You can't 'future-proof' installations. No reason to solve a problem that doesn't, and may not every, exist. If the POCO wants to come through and move the poles next year, that's _their_ problem, not yours.


----------



## Hack Work (Dec 29, 2013)

They often just run the triplex down the span of cable between the poles and come off of it in line with the POA.


----------



## MTW (Aug 28, 2013)

EMT for a service? Really?


----------



## Chris1971 (Dec 27, 2010)

MTW said:


> EMT for a service? Really?


If done properly, I see no issue using EMT. Not through the roof though, I would use rigid.


----------



## MTW (Aug 28, 2013)

Chris1971 said:


> If done properly, I see no issue using EMT. Not through the roof though, I would use rigid.


Unless you live in the desert, it's going to rust.


----------



## Chris1971 (Dec 27, 2010)

MTW said:


> Unless you live in the desert, it's going to rust.


EMT is used quite often here. I see no issue using it.


----------



## Hack Work (Dec 29, 2013)

MTW said:


> Unless you live in the desert, it's going to rust.


Bologna. Nebraska isn't a desert and Sabrina uses EMT for service risers.


----------



## MTW (Aug 28, 2013)

Chris1971 said:


> EMT is used quite often here. I see no issue using it.


That's because you just want to disagree with me. 



Hack Work said:


> Bologna. Nebraska isn't a desert and Sabrina uses EMT for service risers.

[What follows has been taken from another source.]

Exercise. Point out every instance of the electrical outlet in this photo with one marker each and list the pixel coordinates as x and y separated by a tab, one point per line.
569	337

Maybe so, and I suppose there is less acid rain there too. Regardless, EMT is an inferior choice.


----------



## Hack Work (Dec 29, 2013)

MTW said:


> Maybe so, and I suppose there is less acid rain there too. Regardless, EMT is an inferior choice.


It's a much better choice than unprotected, unfused SE cable.


----------



## MTW (Aug 28, 2013)

Hack Work said:


> It's a much better choice than unprotected, unfused SE cable.


:whistling2::thumbup::laughing:


----------



## Chris1971 (Dec 27, 2010)

MTW said:


> That's because you just want to disagree with me. .


Not really.

Just commenting on what I see in my area as being a common type of installation. Maybe it's not used in your area as you are closer to the ocean and salt water has a deteriorating effects on EMT? I don't know your area but, just an educated guess as you don't know what's common practice in my area either.


----------



## macmikeman (Jan 23, 2007)

Guys that bitch about using emt for service risers drive past a thousand of them every time they go to the supply house once they leave the suburbs and hit the commercial areas of town. It is just a bad thing - oh it will rust in this area, when it is applied to residential. Same guys would run emt on a warehouse and not think twice about it. Weak minds.


----------



## 480sparky (Sep 20, 2007)

MTW said:


> EMT for a service? Really?


SOP here. No issues.

Don't tell me it's gonna rust away in 6 months. Maybe out east where you pour tons of acid into your air, but not here.


----------



## sbrn33 (Mar 15, 2007)

I bet 90% of the replacement services around here are EMT unless it is underground or it needs a mast. 
Never seen one rust out in normal use. 
I really like to use it when I need to make an offset because an offset in PVC looks like dogcrap. 
Maybe because we can use it around here is the reason no one allows SE around here. I hope they never do.


----------



## Djcubinlinx (Dec 21, 2013)

480sparky said:


> You'd still have unprotected service drop conductors_ right over the window_ within your 3' clearance, so this won't work.
> 
> Either go through the overhang with a riser or go underground.


I've had an AHJ say this is correct left to right and 1' minimum above the window. They said the chances of someone:

A) opening the top window and reaching up are slim to none
B) most times they would have to step on a ladder to reach up and grab the wires is unlikely.


----------



## mando324 (Jun 13, 2013)

Most of the emt risers i see around here usually end up getting bent then the just look all bad


----------



## LGLS (Nov 10, 2007)

Replace the old riser with a new one as-is, and screw the upper 1/2 of the 2 offending double hung windows closed. When inspection passes, unscrew windows. Or not, it's entirely up to you.


----------



## T&K (Jun 18, 2012)

macmikeman said:


> Dig 5' over to the house next door to the left and run it up the side of that one..


Yeah, and since you're digging to the neighbors, just cut the seal on their meter, and cram some 3/0 under the load side lugs of their meter, and don't put no stinkin riser on the house you're working on. Now that's an up sell!!!


----------



## BT Electric (Feb 7, 2014)

480Sparky,
What program did you use to mark up the photos showing the possible riser locations? That looked like something I could use to sell a job or two.


----------